In late October 2021, the Cambodia Fisheries Administration and WWF-Cambodia posted a joint press release entitled “Time is running out for saving the transboundary dolphins of the Mekong.” The important message conveyed in the press release was that as of 2021, only a single individual dolphin remained in Chheu Teal transboundary pool on the Laos-Cambodia border. Dolphins in Chheu Teal pool have long been regarded as an isolated sub-population because, since 2001, there have been no records of new dolphins entering the pool which is at the upstream extent of the population’s present-day (relict) range.  Seventeen dolphins were reported in the trans-boundary pool in 1993 (Baird et al., 1994; Stacey & Hvengaard, 2002). Regular photo-identification surveys have documented the decline of dolphins in that small fragment of habitat, from seven in 2009, to six in 2012, three in 2018 and only one in 2021.

On February 15, 2022 the last river dolphin in the transboundary pool (ID#035) on the Cambodia-Laos border was found dead.  A statement released by WWF-Cambodia indicates that this death almost certainly represents the national-level extirpation of O. brevirostris in Laos.

Both WWF and Cambodia’s Fisheries Administration are saddened by the death of the last known river dolphin in the transboundary pool. The numbers in the pool have plummeted over the last few years, due to multiple threats including hydro-power dam construction causing disruptions to river flow and reduced fish abundance, drowning in gill-nets, and the use of damaging fishing practices such as electrofishing and overfishing.
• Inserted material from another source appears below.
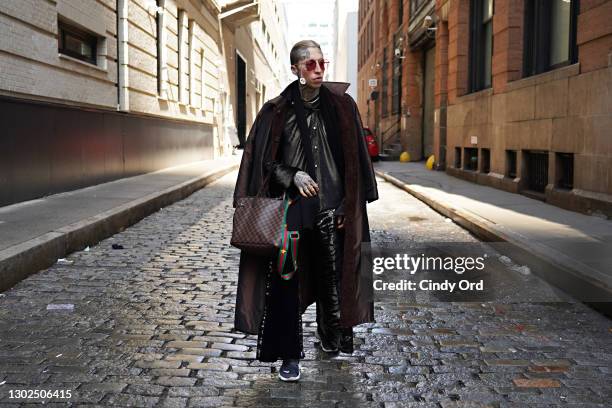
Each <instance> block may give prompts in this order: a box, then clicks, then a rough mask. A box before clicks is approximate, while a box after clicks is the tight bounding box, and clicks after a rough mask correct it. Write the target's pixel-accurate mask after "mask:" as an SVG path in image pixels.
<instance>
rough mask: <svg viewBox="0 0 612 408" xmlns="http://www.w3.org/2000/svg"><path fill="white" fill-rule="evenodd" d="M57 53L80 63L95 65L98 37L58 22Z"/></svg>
mask: <svg viewBox="0 0 612 408" xmlns="http://www.w3.org/2000/svg"><path fill="white" fill-rule="evenodd" d="M57 24H58V31H59V38H58V51H59V52H60V53H61V54H64V55H68V56H69V57H73V58H77V59H80V60H81V61H85V62H89V63H90V64H94V65H96V64H97V59H96V55H97V54H96V53H97V48H98V37H97V36H96V35H94V34H91V33H88V32H87V31H85V30H82V29H80V28H77V27H74V26H71V25H69V24H68V23H66V22H64V21H58V23H57Z"/></svg>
Dorsal fin photo of the last remaining dolphin, ID#35, in Chheu Teal pool on the Lao / Cambodia border which was found dead on 15th March 2022 © Tan Somethbunwath / FiA / WWF-Cambodia

In the press release, CSG members Uzma Khan, who serves as Asia Coordinator for WWF’s River Dolphin Rivers Initiative, and Somany Phay, Deputy Director of Cambodia’s Fisheries Conservation Department and the Government Liaison at WWF-Cambodia, called on the governments of Laos and Cambodia to acknowledge the extirpation of the transboundary population and stressed the importance of using the lessons learnt from this loss to push for stronger protection of the remaining animals in Cambodia, in particular by stopping the use of gill-nets and other illegal fishing methods. They urged the governments to take measures to restore habitat in the trans-boundary area and elsewhere in the Mekong ecosystem by maintaining flows and providing meaningful protection to dolphins as well as the river’s other biota.

In December 2020 a Trinational Workshop on the Irrawaddy dolphin was held virtually and brought together those working with the three freshwater riverine populations. Recommendations were made with regards to continuing the successful river guards programme and regularly monitoring Mekong dolphins to estimate their abundance and track their movements.

The Cambodia Government’s Fisheries Administration and WWF are actively working with the provincial authorities, local communities and other partners to implement strict enforcement of the fisheries law, stop the use of illegal gill-nets in protected dolphin habitat and provide alternative livelihood opportunities for communities along the Mekong. These actions are of paramount importance for the survival of Mekong River dolphins.

Further details regarding the Mekong River dolphin conservation status are summarised in a recent Report.

References

Phay, Somany, Eam, S. U. , Hang, Sereyvuth, Tan, S. B., Lor Kimsan,  DET Chamnan. 2022. Summary report on the Status of the transboundary dolphins between Cambodia and Lao’s PDR. Unpublished report.  The Fisheries Administration Cambodia, World Wide Fund for Nature (WWF) and IUCN Cetacean Specialist Group.